Kho Ping Hoo, Suling Emas Jilid 9 Bagian 5
loading...
A
A
A
Kho Ping Hoo, Suling Emas
Karena ia sama sekali kehilangan jejak Kam Si Ek dan di sepanjang jalan tak seorang pun pernah melihat jenderal muda ini, Lu Sian menduga bahwa andaikata benar pemujaan hatinya itu diculik oleh kaki tangan Kerajaan Liang, agaknya mereka itu membawa Kam Si Ek ke kota raja melalui jalan sungai. Maka ia pun segera mencari tukang perahu dan menyewa perahu itu ke timur. Kota raja Lok-yang letaknya masih di Lembah Sungai Kuning, namun agak jauh dari sungai, di sebelah selatan.
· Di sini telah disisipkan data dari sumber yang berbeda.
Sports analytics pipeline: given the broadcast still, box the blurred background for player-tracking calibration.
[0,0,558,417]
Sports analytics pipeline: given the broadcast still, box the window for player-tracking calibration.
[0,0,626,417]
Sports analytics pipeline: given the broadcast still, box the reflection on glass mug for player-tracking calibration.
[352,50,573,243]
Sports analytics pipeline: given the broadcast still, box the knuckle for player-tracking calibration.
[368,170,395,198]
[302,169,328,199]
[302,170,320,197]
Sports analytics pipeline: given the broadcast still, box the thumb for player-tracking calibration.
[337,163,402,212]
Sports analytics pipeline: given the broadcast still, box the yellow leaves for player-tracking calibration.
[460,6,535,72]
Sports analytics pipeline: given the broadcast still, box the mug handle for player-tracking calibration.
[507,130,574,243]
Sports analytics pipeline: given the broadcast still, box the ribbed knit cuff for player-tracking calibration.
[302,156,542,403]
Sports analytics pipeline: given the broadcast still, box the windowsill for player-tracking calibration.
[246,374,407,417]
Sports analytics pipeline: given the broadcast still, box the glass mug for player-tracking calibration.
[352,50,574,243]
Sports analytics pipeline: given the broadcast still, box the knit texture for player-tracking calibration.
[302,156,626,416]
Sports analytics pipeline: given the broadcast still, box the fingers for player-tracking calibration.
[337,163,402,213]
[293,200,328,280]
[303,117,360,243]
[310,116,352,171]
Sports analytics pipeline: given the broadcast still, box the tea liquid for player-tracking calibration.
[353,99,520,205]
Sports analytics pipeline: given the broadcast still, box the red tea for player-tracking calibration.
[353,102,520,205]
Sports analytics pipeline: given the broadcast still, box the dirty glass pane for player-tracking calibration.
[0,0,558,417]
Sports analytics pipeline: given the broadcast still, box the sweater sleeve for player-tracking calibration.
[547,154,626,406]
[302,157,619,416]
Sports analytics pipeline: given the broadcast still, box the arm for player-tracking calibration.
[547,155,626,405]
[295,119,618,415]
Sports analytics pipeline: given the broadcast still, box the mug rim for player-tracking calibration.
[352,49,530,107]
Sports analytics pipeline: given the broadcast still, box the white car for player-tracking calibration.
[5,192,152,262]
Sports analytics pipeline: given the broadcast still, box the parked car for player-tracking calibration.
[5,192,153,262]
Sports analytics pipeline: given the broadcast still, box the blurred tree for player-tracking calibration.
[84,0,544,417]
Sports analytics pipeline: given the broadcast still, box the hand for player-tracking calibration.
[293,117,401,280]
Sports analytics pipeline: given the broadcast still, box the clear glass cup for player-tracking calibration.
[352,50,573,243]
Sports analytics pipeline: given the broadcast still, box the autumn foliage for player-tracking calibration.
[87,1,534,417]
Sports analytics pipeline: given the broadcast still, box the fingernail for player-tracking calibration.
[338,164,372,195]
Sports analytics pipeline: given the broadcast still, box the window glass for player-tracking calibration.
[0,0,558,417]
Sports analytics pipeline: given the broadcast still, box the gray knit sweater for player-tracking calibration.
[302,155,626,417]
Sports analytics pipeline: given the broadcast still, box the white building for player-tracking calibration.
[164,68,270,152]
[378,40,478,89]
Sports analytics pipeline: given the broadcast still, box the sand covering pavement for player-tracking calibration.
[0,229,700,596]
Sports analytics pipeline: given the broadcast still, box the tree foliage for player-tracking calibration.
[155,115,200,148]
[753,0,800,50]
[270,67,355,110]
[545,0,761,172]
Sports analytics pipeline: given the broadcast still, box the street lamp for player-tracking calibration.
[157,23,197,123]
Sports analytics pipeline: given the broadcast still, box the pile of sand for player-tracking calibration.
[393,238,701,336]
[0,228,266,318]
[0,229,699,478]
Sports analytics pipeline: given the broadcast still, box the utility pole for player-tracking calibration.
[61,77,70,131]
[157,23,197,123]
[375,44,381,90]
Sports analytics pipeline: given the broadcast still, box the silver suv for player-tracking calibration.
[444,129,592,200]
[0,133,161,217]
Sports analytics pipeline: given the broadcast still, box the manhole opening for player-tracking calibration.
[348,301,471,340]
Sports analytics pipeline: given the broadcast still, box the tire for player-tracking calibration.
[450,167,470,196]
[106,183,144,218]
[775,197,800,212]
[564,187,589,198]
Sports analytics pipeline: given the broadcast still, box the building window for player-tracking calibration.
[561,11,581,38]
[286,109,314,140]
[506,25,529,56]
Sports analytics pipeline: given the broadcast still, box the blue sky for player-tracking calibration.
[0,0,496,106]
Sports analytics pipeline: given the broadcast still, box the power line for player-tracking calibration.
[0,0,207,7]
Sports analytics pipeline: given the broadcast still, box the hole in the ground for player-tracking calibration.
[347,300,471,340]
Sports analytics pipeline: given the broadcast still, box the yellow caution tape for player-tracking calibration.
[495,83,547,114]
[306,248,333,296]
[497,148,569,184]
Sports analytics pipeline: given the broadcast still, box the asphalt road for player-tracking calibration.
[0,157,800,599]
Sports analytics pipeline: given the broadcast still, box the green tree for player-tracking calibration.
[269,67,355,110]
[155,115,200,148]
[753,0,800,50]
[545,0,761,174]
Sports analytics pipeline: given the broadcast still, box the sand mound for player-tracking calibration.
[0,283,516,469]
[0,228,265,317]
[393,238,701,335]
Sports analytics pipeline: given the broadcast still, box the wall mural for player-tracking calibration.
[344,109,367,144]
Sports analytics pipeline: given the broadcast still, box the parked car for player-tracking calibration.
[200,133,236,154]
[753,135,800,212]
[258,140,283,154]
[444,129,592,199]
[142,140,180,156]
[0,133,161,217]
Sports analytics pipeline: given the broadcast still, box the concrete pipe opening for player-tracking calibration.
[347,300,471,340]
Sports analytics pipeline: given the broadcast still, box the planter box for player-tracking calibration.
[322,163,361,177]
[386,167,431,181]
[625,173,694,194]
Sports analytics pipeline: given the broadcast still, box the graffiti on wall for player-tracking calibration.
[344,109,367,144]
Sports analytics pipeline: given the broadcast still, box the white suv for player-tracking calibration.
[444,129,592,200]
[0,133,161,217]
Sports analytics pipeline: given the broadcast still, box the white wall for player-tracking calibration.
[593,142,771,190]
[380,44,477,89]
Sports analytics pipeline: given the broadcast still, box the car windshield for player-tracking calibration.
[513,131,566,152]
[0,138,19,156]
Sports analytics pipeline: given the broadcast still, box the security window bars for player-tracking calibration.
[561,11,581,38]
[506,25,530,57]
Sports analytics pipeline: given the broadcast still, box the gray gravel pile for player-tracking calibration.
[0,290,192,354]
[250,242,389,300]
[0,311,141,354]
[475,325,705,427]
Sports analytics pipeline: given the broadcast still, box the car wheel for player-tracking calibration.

Pada saat itu, Sungai Kunimg airnya penuh, bahkan di beberapa bagian membanjir, meluap sampai jauh dari sungai, menyelimuti ratusan hektar sawah ladang. Dusun-dusun yang berada di lembah, yang terlalu dekat sungai, sudah banyak yang dilanda banjir.
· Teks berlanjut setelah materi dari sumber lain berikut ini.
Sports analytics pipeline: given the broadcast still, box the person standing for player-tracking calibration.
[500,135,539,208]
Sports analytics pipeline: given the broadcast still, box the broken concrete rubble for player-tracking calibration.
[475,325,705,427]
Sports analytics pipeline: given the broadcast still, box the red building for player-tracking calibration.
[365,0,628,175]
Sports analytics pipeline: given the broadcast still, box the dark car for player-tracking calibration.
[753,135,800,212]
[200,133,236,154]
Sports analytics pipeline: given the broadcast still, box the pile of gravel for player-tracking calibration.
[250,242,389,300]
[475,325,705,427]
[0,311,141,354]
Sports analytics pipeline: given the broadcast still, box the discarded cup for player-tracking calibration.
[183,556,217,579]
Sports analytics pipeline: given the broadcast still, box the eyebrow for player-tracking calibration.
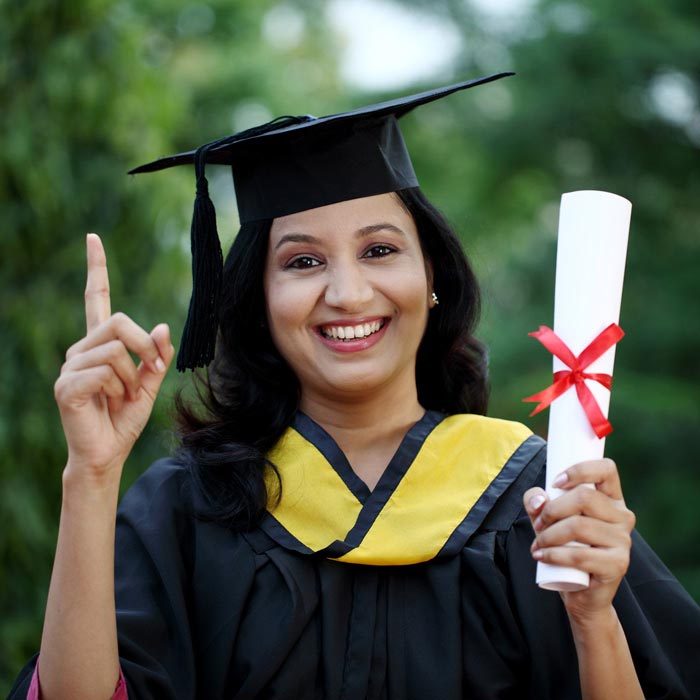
[275,221,406,250]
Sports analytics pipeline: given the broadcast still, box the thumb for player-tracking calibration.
[523,486,547,527]
[139,323,175,400]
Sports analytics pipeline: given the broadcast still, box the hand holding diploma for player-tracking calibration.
[524,459,635,624]
[525,191,634,607]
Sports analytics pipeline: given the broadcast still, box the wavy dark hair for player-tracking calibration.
[176,188,489,531]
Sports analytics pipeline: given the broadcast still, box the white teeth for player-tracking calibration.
[321,321,384,340]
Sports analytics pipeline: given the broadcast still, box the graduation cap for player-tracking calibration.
[129,73,513,371]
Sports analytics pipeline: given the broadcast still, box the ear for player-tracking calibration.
[425,258,435,309]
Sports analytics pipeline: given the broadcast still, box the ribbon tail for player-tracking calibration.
[523,372,572,416]
[528,326,577,369]
[576,381,612,438]
[578,323,625,369]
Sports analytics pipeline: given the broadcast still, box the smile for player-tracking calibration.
[319,319,386,341]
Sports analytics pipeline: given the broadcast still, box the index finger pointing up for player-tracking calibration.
[85,233,112,332]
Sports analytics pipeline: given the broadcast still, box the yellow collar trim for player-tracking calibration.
[263,412,531,565]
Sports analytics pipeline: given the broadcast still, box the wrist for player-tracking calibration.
[567,604,620,641]
[62,459,123,498]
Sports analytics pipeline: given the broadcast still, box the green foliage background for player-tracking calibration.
[0,0,700,692]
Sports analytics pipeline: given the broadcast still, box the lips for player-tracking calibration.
[319,318,386,341]
[314,316,391,352]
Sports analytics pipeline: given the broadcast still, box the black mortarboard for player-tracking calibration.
[130,73,513,371]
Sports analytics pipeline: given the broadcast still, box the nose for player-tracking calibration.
[325,260,374,313]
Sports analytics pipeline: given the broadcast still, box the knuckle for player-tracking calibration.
[615,553,630,578]
[568,515,591,539]
[602,457,617,474]
[85,283,109,301]
[570,547,588,568]
[576,486,594,508]
[53,376,66,403]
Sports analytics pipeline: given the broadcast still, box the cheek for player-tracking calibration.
[265,276,314,347]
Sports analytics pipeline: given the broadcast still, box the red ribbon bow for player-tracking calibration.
[523,323,625,438]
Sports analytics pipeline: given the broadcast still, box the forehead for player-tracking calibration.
[270,193,418,247]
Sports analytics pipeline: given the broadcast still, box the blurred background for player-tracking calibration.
[0,0,700,695]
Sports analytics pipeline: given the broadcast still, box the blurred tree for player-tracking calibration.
[396,0,700,600]
[0,0,340,696]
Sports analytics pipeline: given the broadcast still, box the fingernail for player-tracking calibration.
[530,493,547,510]
[552,472,569,488]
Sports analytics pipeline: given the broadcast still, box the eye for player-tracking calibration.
[363,244,396,258]
[285,255,321,270]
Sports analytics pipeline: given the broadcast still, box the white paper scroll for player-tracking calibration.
[537,191,632,591]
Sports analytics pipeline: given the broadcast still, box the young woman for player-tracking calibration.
[10,74,700,700]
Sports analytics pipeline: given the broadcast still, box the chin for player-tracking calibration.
[313,367,402,397]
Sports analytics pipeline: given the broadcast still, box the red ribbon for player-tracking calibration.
[523,323,625,438]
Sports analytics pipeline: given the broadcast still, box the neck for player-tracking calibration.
[300,374,425,453]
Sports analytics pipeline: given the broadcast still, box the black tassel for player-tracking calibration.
[177,144,224,372]
[177,115,314,372]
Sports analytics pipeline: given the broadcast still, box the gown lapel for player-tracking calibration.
[261,411,543,565]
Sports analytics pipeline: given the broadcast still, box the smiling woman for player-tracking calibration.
[10,76,700,700]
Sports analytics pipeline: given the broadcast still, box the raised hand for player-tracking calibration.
[524,459,635,622]
[54,233,174,477]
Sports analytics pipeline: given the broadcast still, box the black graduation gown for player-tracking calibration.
[9,412,700,700]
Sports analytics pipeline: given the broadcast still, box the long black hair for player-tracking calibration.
[176,188,489,530]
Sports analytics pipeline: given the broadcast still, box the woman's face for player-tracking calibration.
[264,194,432,399]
Namun karena airnya mengalir tenang, Si Tukang Perahu berani melayarkan perahunya menurut aliran air. Keadaan di kanan kiri sungai amat menyedihkan dan perjalanan dengan perahu kali ini bagi Lu Sian benar-benar tidak menyenangkan sama sekali. Lenyap pemandangan alam yang biasanya amat indah, terganti keadaan yang mengenaskan, sungguhpun Lu Sian tidak ambil peduli terhadap bencana alam ini. Hatinya sendiri sedang penuh dengan rasa gelisah kalau ia memikirkan Kam Si Ek.
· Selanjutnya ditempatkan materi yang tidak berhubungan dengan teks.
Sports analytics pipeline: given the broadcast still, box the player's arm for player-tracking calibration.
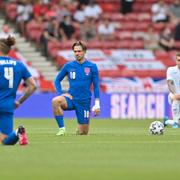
[54,65,67,95]
[15,77,37,108]
[92,65,100,115]
[167,80,180,101]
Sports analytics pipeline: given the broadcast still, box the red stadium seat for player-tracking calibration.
[6,3,17,21]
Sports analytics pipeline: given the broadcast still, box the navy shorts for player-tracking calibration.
[65,97,91,124]
[0,112,13,135]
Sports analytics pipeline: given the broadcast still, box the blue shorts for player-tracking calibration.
[65,97,91,124]
[0,112,13,135]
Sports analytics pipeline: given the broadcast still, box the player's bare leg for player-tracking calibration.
[76,124,89,135]
[52,96,67,136]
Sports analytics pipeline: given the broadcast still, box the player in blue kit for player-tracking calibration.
[0,36,36,145]
[52,41,100,135]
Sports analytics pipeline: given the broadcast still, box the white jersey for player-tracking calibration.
[166,66,180,94]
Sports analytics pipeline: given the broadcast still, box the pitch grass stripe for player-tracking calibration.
[26,141,180,144]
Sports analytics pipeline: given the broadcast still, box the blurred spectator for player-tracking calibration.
[84,0,102,19]
[120,0,134,14]
[151,0,168,22]
[98,17,115,40]
[33,0,48,19]
[41,17,58,56]
[16,0,33,36]
[133,25,160,51]
[169,0,180,24]
[0,24,15,38]
[79,0,90,5]
[59,16,75,40]
[159,27,174,51]
[174,20,180,41]
[56,1,71,22]
[80,18,97,41]
[73,4,86,23]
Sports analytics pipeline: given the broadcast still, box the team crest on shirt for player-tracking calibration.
[84,67,90,76]
[70,71,76,79]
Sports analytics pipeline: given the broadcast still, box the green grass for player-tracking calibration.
[0,119,180,180]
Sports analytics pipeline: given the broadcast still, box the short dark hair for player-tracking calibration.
[0,36,16,54]
[72,41,87,51]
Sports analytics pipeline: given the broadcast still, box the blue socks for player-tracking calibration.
[55,116,64,128]
[2,131,19,145]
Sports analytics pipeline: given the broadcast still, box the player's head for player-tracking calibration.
[72,41,87,61]
[0,36,16,55]
[176,53,180,69]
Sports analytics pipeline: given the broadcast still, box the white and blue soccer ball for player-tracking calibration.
[149,121,164,135]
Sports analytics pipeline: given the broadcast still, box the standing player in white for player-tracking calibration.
[164,53,180,128]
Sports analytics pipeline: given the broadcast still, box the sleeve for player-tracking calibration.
[21,63,32,81]
[93,64,99,98]
[166,68,173,80]
[54,65,67,95]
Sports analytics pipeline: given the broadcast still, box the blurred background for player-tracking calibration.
[0,0,180,119]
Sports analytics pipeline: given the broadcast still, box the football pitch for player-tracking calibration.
[0,119,180,180]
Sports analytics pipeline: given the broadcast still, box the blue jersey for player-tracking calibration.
[0,56,31,112]
[55,60,99,100]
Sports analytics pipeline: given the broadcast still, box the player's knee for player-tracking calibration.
[52,96,64,107]
[77,130,88,135]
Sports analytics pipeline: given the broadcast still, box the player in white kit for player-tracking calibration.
[164,53,180,128]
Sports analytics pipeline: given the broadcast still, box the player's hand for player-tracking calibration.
[62,93,73,100]
[172,94,180,101]
[92,105,100,116]
[14,101,20,109]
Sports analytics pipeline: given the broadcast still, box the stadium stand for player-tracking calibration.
[0,0,180,92]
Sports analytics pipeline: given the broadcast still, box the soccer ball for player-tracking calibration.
[149,121,164,135]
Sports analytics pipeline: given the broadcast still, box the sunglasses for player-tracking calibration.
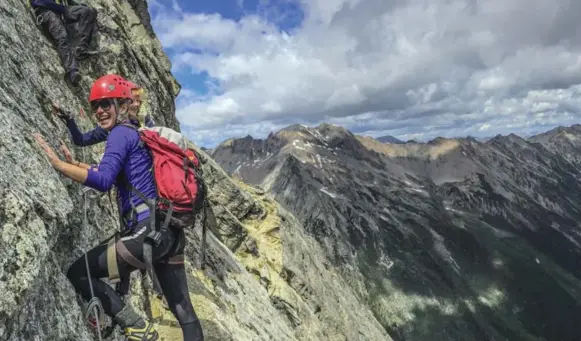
[91,98,113,112]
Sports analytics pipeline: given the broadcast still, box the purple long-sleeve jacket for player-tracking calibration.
[84,119,157,228]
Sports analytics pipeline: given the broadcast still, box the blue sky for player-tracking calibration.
[148,0,581,147]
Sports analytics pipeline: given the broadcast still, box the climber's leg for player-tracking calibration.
[155,229,204,341]
[40,11,81,85]
[67,240,125,316]
[67,5,98,59]
[67,219,173,341]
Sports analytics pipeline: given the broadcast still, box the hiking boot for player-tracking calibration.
[75,47,101,60]
[123,321,159,341]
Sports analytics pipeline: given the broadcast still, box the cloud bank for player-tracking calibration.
[153,0,581,145]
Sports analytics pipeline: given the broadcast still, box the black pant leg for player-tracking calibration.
[67,6,97,52]
[67,244,129,316]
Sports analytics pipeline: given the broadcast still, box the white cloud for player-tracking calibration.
[148,0,581,146]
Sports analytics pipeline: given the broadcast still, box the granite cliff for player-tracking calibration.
[0,0,390,341]
[212,124,581,341]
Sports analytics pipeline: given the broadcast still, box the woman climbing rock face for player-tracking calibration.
[35,75,204,341]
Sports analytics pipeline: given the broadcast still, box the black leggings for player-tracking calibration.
[67,221,204,341]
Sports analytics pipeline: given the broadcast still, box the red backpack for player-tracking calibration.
[122,123,206,222]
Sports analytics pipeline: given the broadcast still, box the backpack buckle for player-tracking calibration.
[147,231,162,247]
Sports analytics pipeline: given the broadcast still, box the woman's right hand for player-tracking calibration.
[59,140,76,164]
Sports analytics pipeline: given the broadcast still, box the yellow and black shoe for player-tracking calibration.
[124,321,159,341]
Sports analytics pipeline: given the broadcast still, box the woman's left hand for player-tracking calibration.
[32,133,61,167]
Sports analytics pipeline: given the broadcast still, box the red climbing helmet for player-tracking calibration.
[89,74,131,102]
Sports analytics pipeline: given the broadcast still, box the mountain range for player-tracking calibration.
[211,124,581,341]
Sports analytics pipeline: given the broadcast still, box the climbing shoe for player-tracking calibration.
[124,321,159,341]
[68,70,81,86]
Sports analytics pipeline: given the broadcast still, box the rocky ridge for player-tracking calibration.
[0,0,390,341]
[212,124,581,341]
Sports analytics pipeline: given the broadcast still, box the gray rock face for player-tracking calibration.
[212,124,581,341]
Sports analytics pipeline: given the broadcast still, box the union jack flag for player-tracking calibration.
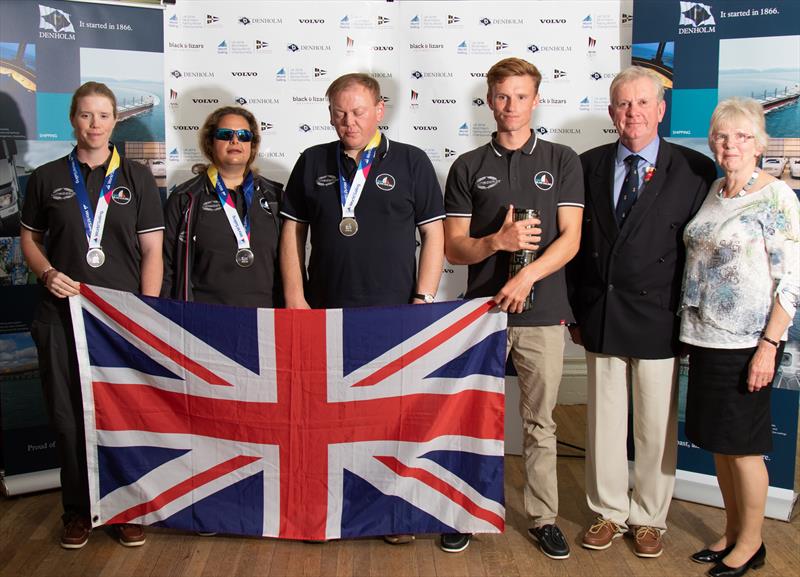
[70,284,506,540]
"Tahan perahumu, minggir kesana.....!" tiba-tiba Lu Sian memerintah tukang perahu ketika ia melihat sebuah perahu besar berlabuh di sebelah kanan. Ia merasa curiga. Perahu itu besar dan mewah, sama sekali bukan perahu nelayan miskin, patutnya perahu bangsawan atau hartawan yang sedang pesiar.
Saat seperti itu sama sekali bukan saat yang patut untuk berpesiar, maka adanya perahu di tempat sunyi itu sungguh mencurigakan hatinya. Apalagi ketika ia melihat bahwa dusun di tempat itu juga sudah tenggelam oleh air bah, hanya satu-satunya rumah gedung yang berada di dusun, yang kebetulan letaknya di tempat agak tinggi masih belum kemasukan air. Tak seorang pun manusia tampak di dusun yang kebanjiran itu, agaknya semua penghuninya telah pergi mengungsi. Kalau demikian halnya, mengapa perahu besar berada di situ dan perahu itu pun kosong tidak ada orangnya?
Setelah perahu kecil itu minggir dan Lu Sian mendapat kenyataan bahwa perahu besar itu benar-benar kosong ia berkata, "Kautunggu di sini, aku hendak menyelidiki kemana perginya orang-orang dari perahu ini!" Tanpa menanti jawaban, Lu Sian menggerakkan tubuhnya meloncat ke atas wuwungan rumah ke rumah yang terendam air, kemudian dengan kelincahan yang mengagumkan ia berloncatan dai rumah, kadang-kadang melalui pohon yang juga terendam air, menuju ke rumah gedung yang masih belum terendam air.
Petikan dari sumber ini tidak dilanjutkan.